Chapters Seven and Eight examine rather different cases of staged security: in the former, Rachel Hall’s analysis focuses on active-shooter drills in US schools. In the latter, Limor Samimian-Darash places the focus on the aesthetics of biosecurity, and the consequences of realising the danger of biosecurity research to the future security of human populations. It is an intriguing idea that the staging or research of threats in order to ensure the future resilience of populations against those threats may in fact introduce new risks to those same populations, and this is a concept I would like to see taken further in future research. By engaging in, and in some cases mandating, active-shooter drills in order to prepare school populations for what they should do in case of a real event, schools themselves become both a stage for trauma and appear as fortresses rather than institutions of learning and safety, especially with the introduction of security equipment and armed guards. In the scientific community, certain lines of research are capable of creating new threats to human health in the course of examination and testing of existing threats. Samimian-Darash discusses the successful aerosolisation of the H5N1 avian influenza in the course of research on the original virus: biosecurity and research laboratories, originally locales of knowledge intended to positively contribute to security, become themselves a risk and undergo an aesthetic transformation as personnel safety protocols become threat-screening and mitigation activities.
The final two chapters, by AbdouMaliq Simone and Alejandra Leal Martínez respectively, examine security aesthetics in urban settings, discussing the nature and form of ‘standby’ in Jakarta, Indonesia (the process and aesthetic of nothing being permanent, even ownership of land or residence as everything exists in a perpetual state of searching for the next best deal) and the urban renewal project in Mexico City, Mexico, pushing back against perceived informality in an attempt to increase the perceived security of specific urban areas. In urban areas, everything from the architecture to the street layouts to surveillance technologies and social groups create a certain aesthetic than lends itself to feelings of either security or insecurity; changing one or more of these elements can transform the perception of security and make people feel safer, even if it does not accomplish this in practice.
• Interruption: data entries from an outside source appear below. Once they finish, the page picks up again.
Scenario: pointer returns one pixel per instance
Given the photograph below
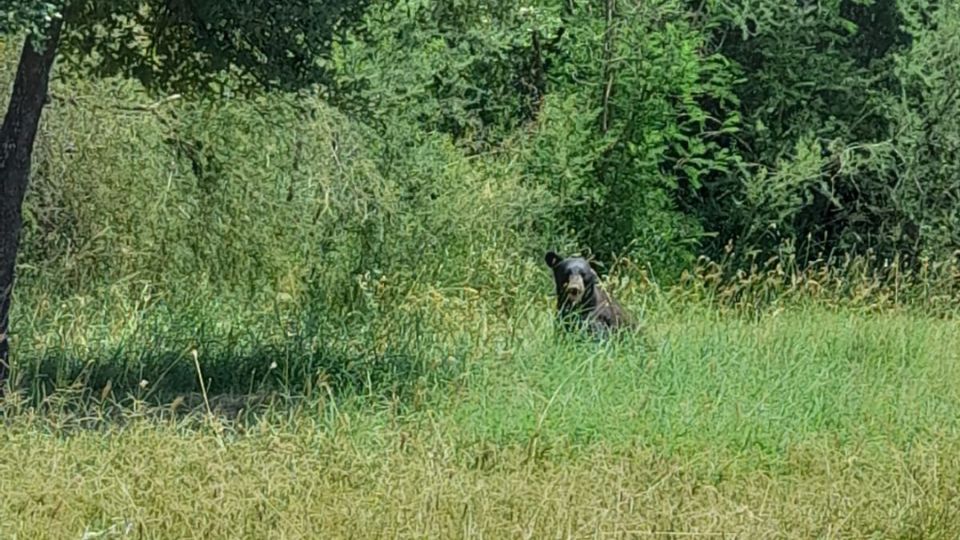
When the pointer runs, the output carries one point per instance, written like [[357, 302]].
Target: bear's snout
[[574, 288]]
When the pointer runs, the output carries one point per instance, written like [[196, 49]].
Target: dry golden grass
[[159, 480]]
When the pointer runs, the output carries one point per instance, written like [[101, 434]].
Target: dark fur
[[596, 310]]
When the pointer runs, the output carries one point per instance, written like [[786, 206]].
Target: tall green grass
[[266, 320]]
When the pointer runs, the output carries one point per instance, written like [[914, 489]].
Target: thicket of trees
[[671, 128], [449, 140]]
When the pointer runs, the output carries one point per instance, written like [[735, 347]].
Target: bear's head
[[574, 277]]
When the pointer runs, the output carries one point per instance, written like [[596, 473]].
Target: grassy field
[[802, 422]]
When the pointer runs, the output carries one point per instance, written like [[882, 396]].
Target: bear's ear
[[552, 259]]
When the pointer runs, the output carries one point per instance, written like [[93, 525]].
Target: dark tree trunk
[[16, 148]]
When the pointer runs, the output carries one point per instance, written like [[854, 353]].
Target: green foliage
[[183, 46]]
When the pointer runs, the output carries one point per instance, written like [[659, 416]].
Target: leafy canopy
[[186, 46]]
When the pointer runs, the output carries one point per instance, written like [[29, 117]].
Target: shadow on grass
[[229, 377]]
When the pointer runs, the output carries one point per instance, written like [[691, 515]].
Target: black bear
[[580, 299]]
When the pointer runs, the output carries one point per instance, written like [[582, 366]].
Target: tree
[[187, 46]]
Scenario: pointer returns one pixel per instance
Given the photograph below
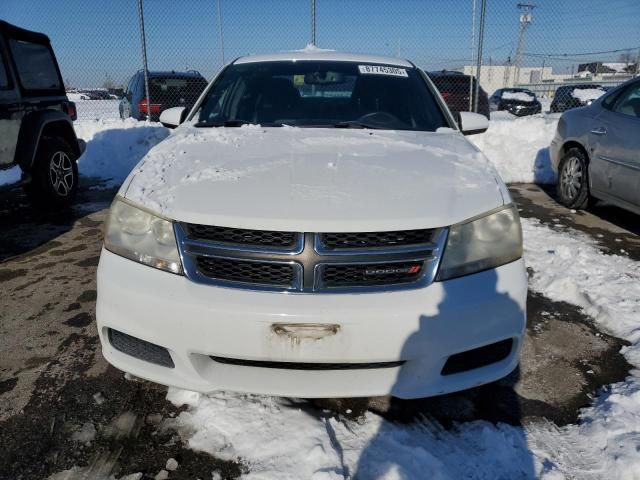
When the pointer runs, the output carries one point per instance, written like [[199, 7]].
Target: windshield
[[321, 94]]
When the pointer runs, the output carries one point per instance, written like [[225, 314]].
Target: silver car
[[596, 150]]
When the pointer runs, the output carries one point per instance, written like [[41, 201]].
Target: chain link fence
[[529, 49]]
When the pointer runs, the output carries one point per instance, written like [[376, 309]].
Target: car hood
[[312, 179]]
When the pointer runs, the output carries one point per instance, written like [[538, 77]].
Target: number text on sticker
[[382, 70]]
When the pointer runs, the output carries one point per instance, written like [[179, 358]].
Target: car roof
[[580, 85], [28, 35], [317, 54]]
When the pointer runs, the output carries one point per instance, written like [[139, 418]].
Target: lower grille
[[258, 273], [309, 262], [336, 276], [140, 349], [306, 365], [478, 357], [243, 236]]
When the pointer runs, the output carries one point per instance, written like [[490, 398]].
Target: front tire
[[573, 179], [54, 176]]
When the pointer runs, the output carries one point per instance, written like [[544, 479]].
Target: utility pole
[[526, 16], [483, 11], [313, 22], [473, 44], [221, 35], [143, 41]]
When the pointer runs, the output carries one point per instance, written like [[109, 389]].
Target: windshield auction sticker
[[382, 70]]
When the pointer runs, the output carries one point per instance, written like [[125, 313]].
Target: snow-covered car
[[596, 150], [317, 226], [567, 97]]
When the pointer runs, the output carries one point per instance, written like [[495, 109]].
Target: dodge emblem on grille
[[391, 270]]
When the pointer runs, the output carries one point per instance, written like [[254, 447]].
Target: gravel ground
[[62, 406]]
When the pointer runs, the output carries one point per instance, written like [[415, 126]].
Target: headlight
[[139, 235], [481, 244]]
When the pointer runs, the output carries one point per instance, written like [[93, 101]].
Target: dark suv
[[517, 101], [38, 146], [564, 98], [166, 89], [454, 88]]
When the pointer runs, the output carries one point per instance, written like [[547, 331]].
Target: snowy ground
[[518, 147]]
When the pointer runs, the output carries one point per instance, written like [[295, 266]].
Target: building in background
[[493, 77], [544, 82]]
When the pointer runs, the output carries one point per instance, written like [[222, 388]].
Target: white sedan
[[317, 226]]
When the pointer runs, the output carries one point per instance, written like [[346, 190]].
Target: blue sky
[[98, 39]]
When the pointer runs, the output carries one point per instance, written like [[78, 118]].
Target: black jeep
[[38, 146]]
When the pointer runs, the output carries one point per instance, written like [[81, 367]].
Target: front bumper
[[421, 327]]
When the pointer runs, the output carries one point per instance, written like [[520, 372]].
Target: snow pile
[[114, 146], [587, 94], [522, 96], [10, 175], [518, 148]]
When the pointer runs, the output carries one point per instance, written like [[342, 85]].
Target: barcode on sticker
[[382, 70]]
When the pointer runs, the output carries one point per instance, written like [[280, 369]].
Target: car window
[[176, 88], [130, 85], [322, 94], [36, 65], [629, 102]]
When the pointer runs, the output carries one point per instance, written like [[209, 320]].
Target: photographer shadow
[[474, 434]]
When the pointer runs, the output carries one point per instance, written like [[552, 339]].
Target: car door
[[11, 111], [615, 143], [494, 100]]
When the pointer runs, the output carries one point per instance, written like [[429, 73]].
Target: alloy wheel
[[571, 178], [61, 173]]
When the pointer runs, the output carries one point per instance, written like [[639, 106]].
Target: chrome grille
[[357, 240], [337, 276], [310, 262], [258, 273]]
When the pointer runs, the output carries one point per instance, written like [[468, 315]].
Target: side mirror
[[470, 123], [172, 117]]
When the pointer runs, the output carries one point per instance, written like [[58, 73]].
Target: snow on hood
[[521, 96], [315, 179], [586, 94]]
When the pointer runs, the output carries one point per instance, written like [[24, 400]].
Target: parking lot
[[65, 412]]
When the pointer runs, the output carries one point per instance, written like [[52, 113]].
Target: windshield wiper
[[354, 124], [226, 123]]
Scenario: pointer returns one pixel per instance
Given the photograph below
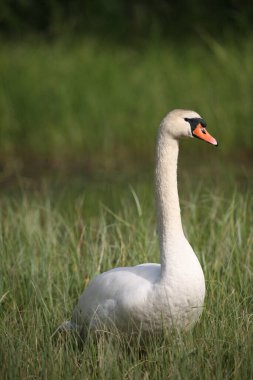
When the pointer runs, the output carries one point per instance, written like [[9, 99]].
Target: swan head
[[183, 123]]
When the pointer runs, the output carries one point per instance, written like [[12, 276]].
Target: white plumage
[[151, 296]]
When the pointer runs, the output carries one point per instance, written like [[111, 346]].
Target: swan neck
[[168, 208]]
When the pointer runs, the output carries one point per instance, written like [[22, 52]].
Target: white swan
[[150, 296]]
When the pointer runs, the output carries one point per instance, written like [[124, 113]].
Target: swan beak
[[201, 133]]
The development of the concept of security as an aesthetic and sensory experience is an interesting line of research, and the broad sample of cases evaluated in Futureproof was well chosen. This is a reference text I would recommend for security practitioners as well as advanced students and scholars of security and strategic theories. Far from the typical security text, there are philosophical elements and advanced concepts that lend more to a scholar’s eye, but this text will prove educational for anyone with an interest in the staging and portrayal of security.
Note: This review gives the views of the author, and not the position of the LSE Review of Books blog, or of the London School of Economics and Political Science.